Discussion of article "Programming a Deep Neural Network from Scratch using MQL Language" - page 6

 
Nikolai Kalinin #:

Were you able to solve the problem with inputs scaling more than 4x?

Yes, I started poking around and got to the bottom of it. Not only increased the inputs, but also the architecture: I added layers, added neurons, added RNN - remembering the previous state and feeding it to the inputs, tried changing the activation function to the most famous ones, tried all kinds of inputs from the topic "What to feed to the neural network input" - to no avail.

To my great regret. But, it doesn't prevent me from coming back from time to time and twisting simple neural networks, including this author's one.

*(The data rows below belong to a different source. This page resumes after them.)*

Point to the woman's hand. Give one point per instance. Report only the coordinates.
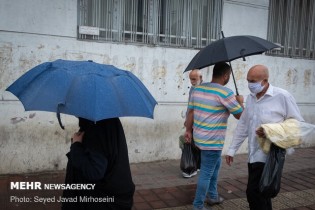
(77, 137)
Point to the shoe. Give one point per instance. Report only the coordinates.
(211, 201)
(185, 175)
(203, 208)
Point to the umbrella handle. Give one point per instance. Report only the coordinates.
(236, 90)
(58, 116)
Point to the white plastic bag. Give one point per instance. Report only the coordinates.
(287, 134)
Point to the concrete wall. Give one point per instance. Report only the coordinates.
(46, 30)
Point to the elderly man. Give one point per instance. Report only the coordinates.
(265, 104)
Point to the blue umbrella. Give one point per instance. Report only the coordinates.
(84, 89)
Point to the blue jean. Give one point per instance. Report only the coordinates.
(208, 177)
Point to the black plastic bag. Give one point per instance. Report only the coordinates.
(188, 163)
(270, 180)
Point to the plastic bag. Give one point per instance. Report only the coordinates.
(270, 180)
(287, 134)
(188, 163)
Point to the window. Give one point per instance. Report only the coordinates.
(292, 25)
(176, 23)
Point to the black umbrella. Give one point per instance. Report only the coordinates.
(228, 49)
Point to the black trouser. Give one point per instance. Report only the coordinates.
(254, 197)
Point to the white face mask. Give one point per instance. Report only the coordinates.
(255, 87)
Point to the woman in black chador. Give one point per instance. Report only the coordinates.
(99, 155)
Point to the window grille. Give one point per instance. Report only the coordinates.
(176, 23)
(292, 25)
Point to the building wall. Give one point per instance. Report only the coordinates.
(32, 32)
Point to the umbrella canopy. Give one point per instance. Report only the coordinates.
(228, 49)
(84, 89)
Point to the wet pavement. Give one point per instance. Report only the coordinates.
(159, 185)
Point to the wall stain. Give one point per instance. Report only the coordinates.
(307, 78)
(16, 120)
(31, 115)
(6, 54)
(106, 59)
(41, 46)
(179, 76)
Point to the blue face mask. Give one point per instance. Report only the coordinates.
(255, 87)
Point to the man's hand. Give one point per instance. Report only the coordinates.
(240, 99)
(188, 136)
(260, 133)
(229, 159)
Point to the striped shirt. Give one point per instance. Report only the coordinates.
(212, 104)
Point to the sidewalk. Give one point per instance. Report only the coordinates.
(159, 185)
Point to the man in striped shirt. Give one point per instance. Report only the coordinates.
(209, 108)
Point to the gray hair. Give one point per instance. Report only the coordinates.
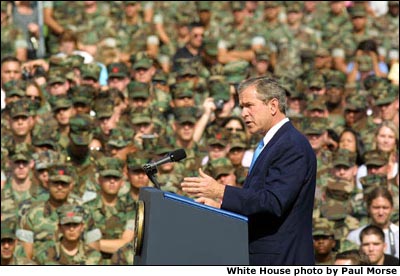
(267, 89)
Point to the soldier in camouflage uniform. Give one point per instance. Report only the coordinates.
(324, 242)
(80, 157)
(9, 244)
(69, 249)
(39, 224)
(13, 42)
(113, 215)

I tried LSTM, BiLSTM, CNN, CNN-BiLSTM, CNN-BiLSTM-MLP, - to no avail.

I am amazed myself. That is, all successes are described by one observation: it's a lucky schedule period. For example, 2022 for the Eurodollar is almost exactly the same as 2021. And by training on 2021, you will get a positive forward on 2022 until November (or October, I don't remember). But, as soon as you train on 2020, any(!) neural network, then on 2021 it fails cleanly. Right from the first month! And if you switch to other currency pairs (usually Eurodollar), it behaves randomly too.

But we need a system that is guaranteed to show signs of life on the forward after training, right? If we start from this thought, it is fruitless. If someone believes that he is a lucky person and after today's training he will have a profitable forward for the next year or six months, then good luck to him).

 
Ivan Butko #:


But, we need a system that is guaranteed to show signs of life on the forward after training, right? If we go from that thought, it's fruitless. If someone believes that he is a lucky person and after today's training he will have a profitable forward for the next year or six months, then good luck to him).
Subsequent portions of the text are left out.